Deniz Araştırmaları ve Mavi Strateji Dergisi, sa.2, ss.1-15, 2022 (Hakemli Dergi)
Uluslararası alanda devletlerin en çok önem atfettiği kalemlerden bir tanesi enerji alanı olmaktadır. Gelişmiş ve gelişmekte olan devletlerin enerjiye duydukları ihtiyacın gün be gün artış göstermesi uluslararası ilişkilerde enerji sektörünün önemini artırdığı gibi enerjiye sahip olma ve ulaşabilme durumunun ehemmiyetini de gözler önüne sermektedir. 2000’li yıllardan itibaren Doğu Akdeniz’de keşfedilen zengin hidrokarbon yatakları bölgenin petrol ve doğal gaz rezervleri açısından büyük bir potansiyele sahip olduğunun önemli bir göstergesi olmuştur. Doğu Akdeniz’in enerjisine sahip olma noktasında bu durum bölge içi aktörler arasında çeşitli fırsat ve krizler yaratmıştır. Türkiye, Doğu Akdeniz’e en uzun kıyı şeridine sahip bir bölge içi aktör olarak bu kapsamda uluslararası hukuktan doğan haklarını korumaya yönelik bir politika izlemektedir. Türkiye’nin Doğu Akdeniz politikası çift yönlü gelişmektedir: ilki bölgede kendi hak ve menfaatlerini korumaya dayalı bir biçimde şekillenirken, ikincisi Doğu Akdeniz’in en önemli jeopolitik konumuna sahip olan Kıbrıs Adası üzerinde şekillenerek KKTC’nin hak ve çıkarlarını korumaya dönük bir politikadır. Türkiye’nin Doğu Akdeniz politikası uluslararası hukukun öngördüğü ilke ve prensiplere dayanırken, bölge içi aktörlerle kurduğu yakın temaslar ve taraf olamadığı işbirlikleri ise çeşitli fırsat ve krizlerin Türkiye çerçevesinde şekillenmesine yol açmaktadır. Bu çalışmanın amacı; Doğu Akdeniz’de bölge içi aktörlerce tesis edilen enerji diplomasisinde Türkiye’nin devre dışı bırakılmasına karşın Türkiye’nin Doğu Akdeniz’deki mücadelesini şekillendiren unsurları 2000- 2021 yılları boyunca değerlendirmektir.

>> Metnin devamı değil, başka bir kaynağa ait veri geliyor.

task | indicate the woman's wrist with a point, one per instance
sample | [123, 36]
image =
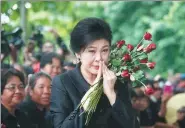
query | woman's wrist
[112, 97]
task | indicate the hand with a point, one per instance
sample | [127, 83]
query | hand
[109, 80]
[166, 97]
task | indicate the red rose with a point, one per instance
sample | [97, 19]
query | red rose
[120, 43]
[125, 74]
[136, 68]
[149, 91]
[140, 47]
[130, 47]
[144, 60]
[150, 65]
[147, 36]
[150, 48]
[127, 57]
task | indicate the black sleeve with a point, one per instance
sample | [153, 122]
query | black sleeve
[122, 108]
[61, 109]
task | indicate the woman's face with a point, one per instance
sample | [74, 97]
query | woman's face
[13, 92]
[42, 91]
[94, 53]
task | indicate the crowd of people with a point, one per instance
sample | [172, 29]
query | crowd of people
[45, 90]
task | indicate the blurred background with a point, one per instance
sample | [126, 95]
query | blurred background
[32, 31]
[128, 20]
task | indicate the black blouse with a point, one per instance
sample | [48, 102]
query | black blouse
[20, 120]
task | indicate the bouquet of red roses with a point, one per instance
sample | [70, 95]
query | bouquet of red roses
[128, 62]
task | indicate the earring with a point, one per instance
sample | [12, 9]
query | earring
[77, 61]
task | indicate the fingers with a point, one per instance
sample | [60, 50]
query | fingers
[99, 73]
[99, 70]
[107, 72]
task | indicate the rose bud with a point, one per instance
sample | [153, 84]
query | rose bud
[150, 65]
[136, 68]
[144, 60]
[125, 74]
[148, 91]
[120, 43]
[150, 48]
[130, 47]
[127, 57]
[140, 47]
[132, 78]
[147, 36]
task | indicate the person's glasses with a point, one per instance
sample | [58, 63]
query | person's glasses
[13, 87]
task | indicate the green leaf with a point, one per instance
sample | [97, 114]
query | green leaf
[116, 62]
[143, 56]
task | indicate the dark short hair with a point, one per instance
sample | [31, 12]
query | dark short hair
[46, 58]
[88, 30]
[8, 74]
[35, 77]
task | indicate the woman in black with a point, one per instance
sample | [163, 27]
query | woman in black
[36, 103]
[12, 93]
[90, 41]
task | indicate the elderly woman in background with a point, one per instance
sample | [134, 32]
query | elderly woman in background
[12, 93]
[36, 103]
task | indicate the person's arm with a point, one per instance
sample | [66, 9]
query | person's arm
[61, 108]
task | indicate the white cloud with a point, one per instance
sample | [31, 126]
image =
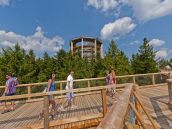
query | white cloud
[117, 28]
[104, 5]
[156, 42]
[161, 53]
[146, 10]
[4, 2]
[38, 41]
[135, 42]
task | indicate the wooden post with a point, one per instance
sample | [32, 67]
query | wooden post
[170, 92]
[134, 79]
[88, 83]
[46, 112]
[103, 92]
[138, 116]
[137, 104]
[153, 79]
[61, 87]
[29, 90]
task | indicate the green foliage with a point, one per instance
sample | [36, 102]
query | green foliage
[144, 61]
[29, 69]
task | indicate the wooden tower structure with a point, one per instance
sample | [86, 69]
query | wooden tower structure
[86, 47]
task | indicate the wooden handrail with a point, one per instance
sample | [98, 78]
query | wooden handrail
[88, 79]
[23, 96]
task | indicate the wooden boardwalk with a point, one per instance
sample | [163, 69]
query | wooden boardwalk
[26, 115]
[155, 99]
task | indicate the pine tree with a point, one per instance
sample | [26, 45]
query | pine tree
[144, 61]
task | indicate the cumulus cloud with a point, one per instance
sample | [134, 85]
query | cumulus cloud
[103, 5]
[161, 53]
[144, 10]
[156, 42]
[38, 41]
[4, 2]
[135, 42]
[117, 28]
[149, 9]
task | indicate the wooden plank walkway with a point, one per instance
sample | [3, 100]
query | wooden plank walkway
[155, 99]
[27, 114]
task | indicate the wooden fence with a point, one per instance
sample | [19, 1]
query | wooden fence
[139, 79]
[127, 113]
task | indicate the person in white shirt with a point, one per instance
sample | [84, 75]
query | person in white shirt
[69, 87]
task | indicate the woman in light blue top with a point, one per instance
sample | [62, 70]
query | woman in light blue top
[51, 83]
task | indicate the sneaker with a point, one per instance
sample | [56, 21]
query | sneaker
[73, 106]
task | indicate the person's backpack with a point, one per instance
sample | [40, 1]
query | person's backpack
[12, 86]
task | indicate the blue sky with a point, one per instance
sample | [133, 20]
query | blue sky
[48, 25]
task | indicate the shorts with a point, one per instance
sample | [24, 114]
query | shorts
[9, 94]
[70, 95]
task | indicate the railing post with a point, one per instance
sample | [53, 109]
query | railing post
[134, 79]
[153, 79]
[61, 87]
[103, 92]
[29, 90]
[46, 112]
[170, 92]
[88, 82]
[137, 104]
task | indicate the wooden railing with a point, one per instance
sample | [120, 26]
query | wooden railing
[88, 82]
[81, 91]
[127, 113]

One of the items that states attach the most importance to in the international arena is the energy field. The fact that the need for energy of developed and developing states is increasing day by day increases the importance of the energy sector in international relations, as well as the importance of the availability and availability of energy. Since the 2000s, the rich hydrocarbon deposits discovered in the Eastern Mediterranean have been an important indicator that the region has great potential in terms of oil and natural gas reserves. At the point of dec the energy of the Eastern Mediterranean, this situation has created various opportunities and crises among intra-regional actors. As an intra-regional actor with the longest coastline to the Eastern Mediterranean, Türkiye is pursuing a policy aimed at protecting its rights arising from international law in this context. The Eastern Mediterranean policy of Türkiye is developing in two directions: the first is formed on the basis of protecting its own rights and interests in the region, while the second is a policy aimed at protecting the rights and interests of the TRNC by taking shape on the island of Cyprus, which has the most important geopolitical position in the Eastern Mediterranean. While Türkiye's Eastern Mediterranean Policy is based on the principles stipulated by international law, the close contacts it has established with the actors in the region and the collaborations it cannot be a party to lead to the formation of various opportunities and crises shaped like Türkiye. The aim of this study is to evaluate the elements that shaped Türkiye's struggle in the Eastern Mediterranean during to 2000- 2021 years, despite the fact that Türkiye was disabled in energy diplomacy established by intra- ragional actors in the Eastern Mediterranean.